At least until Gold Beach, only thirty or forty miles north of the California state line, where Crispin spotted the swan neck of a Brachiosaurus towering above shaggy hemlock branches, and he immediately started begging her to stop, even promised that he wouldn’t ask her to play the PJ Harvey tape anymore if she’d Please Just Stop and let him see.
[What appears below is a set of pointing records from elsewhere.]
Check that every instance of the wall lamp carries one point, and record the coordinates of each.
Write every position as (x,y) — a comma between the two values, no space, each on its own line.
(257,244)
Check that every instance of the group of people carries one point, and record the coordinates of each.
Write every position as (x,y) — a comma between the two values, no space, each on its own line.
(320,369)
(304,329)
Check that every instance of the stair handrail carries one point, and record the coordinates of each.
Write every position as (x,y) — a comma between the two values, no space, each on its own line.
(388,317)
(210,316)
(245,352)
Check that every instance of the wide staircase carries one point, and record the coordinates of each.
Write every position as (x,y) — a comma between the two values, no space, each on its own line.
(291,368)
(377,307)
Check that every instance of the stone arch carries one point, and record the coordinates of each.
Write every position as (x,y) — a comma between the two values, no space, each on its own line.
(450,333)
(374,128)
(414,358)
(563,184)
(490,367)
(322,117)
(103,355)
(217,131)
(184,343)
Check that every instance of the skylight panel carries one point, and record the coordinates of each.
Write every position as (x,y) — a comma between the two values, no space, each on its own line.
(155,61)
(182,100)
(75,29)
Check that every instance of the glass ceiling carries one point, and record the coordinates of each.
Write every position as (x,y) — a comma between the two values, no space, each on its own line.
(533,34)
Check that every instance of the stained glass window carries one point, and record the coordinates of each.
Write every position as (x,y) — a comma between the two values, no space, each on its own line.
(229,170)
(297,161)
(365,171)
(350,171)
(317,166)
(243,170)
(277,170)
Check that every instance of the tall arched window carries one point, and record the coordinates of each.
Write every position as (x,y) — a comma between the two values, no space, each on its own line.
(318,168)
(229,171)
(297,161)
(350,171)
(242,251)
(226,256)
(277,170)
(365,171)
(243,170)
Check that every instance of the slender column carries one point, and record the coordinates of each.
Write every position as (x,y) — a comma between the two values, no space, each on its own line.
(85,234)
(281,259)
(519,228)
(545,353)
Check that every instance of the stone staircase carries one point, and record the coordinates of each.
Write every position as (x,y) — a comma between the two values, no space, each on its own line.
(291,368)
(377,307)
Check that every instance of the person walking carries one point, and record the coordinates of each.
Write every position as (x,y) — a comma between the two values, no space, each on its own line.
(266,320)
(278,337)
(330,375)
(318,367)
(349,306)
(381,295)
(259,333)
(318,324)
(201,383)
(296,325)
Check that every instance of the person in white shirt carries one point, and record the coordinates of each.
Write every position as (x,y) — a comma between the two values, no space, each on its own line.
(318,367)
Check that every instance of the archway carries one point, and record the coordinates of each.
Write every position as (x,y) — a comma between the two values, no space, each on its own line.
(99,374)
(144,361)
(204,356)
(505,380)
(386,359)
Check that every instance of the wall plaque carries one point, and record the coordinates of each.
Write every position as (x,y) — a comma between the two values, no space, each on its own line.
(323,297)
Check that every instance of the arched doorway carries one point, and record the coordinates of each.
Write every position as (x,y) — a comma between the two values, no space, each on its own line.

So they lost an hour at the Prehistoric Gardens, actually paid money to get in, and then spent a whole fucking hour wandering around seventy acres of dripping, wet trees, listening to Crispin prattle on about the life-sized sculptures of dinosaurs and things like dinosaurs, tourist-trap monstrosities built sometime in the 1950s, skeletons of steel and wood hidden somewhere beneath sleek skins of wire mesh and cement.
“They don’t even look real,” Tam said, as Crispin vamped in front of a scowling stegosaur while Lark rummaged
around in her purse for her tiny Instamatic camera.
“Well, they look real enough to me,” he replied, and Lark just shrugged, a suspiciously complicit and not-at-all-helpful sort of shrug. Tam frowned a little harder, no bottom to a frown like hers. “You are really such a fucking geek, Crispy,” she said under her breath, but plenty loud enough the twins could hear.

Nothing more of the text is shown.